|
Yılmaz Çamlıbel |
|
|
|
|
|
|
|
Kurban
|
2016-08-29 23:16
|
Yılmaz Çamlıbel
|
|
Müslüman alemi, yeni bir kurban bayramını karşılama hazırlanıyor. Ben de “Kurban Bayramını” yazımın ana konusu yaptım.
Günlük konuşmalarımızda en çok kullandığımız kelimelerdin biri de “ Kurban” kelimesidir. Kadınlar erkeklere erkekler kadınlara, ebeveyinler çocuklarına çocuklar ebeveyinlerine ha bire “Sana kurban olurum.” deyip duruyorlar.

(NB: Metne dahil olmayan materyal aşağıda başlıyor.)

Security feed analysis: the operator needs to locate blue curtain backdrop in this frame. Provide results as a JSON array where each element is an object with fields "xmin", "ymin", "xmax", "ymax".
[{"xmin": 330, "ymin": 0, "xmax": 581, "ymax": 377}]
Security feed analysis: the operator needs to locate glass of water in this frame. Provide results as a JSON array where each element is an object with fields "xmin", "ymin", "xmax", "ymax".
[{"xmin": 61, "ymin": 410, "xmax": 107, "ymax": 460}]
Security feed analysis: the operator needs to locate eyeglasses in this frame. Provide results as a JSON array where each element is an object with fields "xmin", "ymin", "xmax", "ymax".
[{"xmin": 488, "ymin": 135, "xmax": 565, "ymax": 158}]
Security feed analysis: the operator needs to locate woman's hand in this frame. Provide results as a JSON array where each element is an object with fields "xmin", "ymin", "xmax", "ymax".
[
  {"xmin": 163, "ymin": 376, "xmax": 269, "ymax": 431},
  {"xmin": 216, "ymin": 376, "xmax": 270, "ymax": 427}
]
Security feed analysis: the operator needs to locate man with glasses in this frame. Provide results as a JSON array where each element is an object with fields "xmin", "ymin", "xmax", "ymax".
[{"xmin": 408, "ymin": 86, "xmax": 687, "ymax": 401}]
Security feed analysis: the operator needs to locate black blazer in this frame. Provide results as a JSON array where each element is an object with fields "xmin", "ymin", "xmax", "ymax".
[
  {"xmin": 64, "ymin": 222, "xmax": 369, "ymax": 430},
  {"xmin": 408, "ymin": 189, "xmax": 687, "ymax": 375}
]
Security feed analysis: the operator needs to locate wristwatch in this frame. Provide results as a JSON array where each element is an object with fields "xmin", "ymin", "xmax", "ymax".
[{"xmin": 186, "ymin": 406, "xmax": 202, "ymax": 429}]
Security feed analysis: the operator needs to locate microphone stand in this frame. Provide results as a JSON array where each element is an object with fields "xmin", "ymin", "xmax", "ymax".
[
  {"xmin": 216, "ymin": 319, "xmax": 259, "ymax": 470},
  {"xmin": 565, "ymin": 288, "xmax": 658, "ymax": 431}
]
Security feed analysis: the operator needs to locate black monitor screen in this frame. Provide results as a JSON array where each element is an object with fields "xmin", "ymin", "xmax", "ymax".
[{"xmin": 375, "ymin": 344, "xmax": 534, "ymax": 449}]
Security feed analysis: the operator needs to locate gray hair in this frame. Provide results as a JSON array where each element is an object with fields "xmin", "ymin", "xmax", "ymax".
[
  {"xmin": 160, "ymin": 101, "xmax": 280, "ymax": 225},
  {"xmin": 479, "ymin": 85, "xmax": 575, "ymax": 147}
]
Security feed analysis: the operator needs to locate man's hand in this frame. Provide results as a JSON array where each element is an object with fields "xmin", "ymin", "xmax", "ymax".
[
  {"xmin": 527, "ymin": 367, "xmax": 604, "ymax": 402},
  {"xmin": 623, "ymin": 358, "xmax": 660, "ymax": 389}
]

Kimi insanlar vatanlarına, milletlerine, bayraklarına, milli kahramanlarına, parti başkanlarına, müdürlerine, şeflerine, dostlarına, arkadaşlarına kurban oluyorlar. Kimileri de heyecana gelip “Allahına Kurban” diye nara atıyorlar. Peki, bu kurban kelimesi ne zaman, nerede ve asıl ortaya çıkmış acaba?
Bilindiği gibi antisemitistler, herşeyde bir Yahudi parmağı olduğuna inanırlar. Belki inanmıyacaksınız ama, kurban konusunda da Yahudi parmağı var.
Bundan üç bin yıl önce Yahudiler, Allahın gazabından kurtulmak, günahlarından arınmak ve bağışlanmak için Allaha kurban kesmeye başlamışlardır.
Tevrat’a göre, Hz. İbrahimin çocuğu olmuyordu. Ömrünün sonuna yaklaşmıştı artık. Bir erkek çocuğunun olması için Allaha yalvarıp duruyordu. Kendisine bir erkek evlat vermesi halinde, onu kendisine kurban edeceğine söz veriyordu.
Bu yalvarmalar üzerine, Allah ona bir erkek evlat verdi. Bu çocuk yedi yaşına gelmişti. Hz. İbrahim çok mutluydu. Allaha verdiği sözü ise unutmuştu. Bunun üzerine Allah bir gece rüyasına girdi ve verdiği sözü ona hatırlattı.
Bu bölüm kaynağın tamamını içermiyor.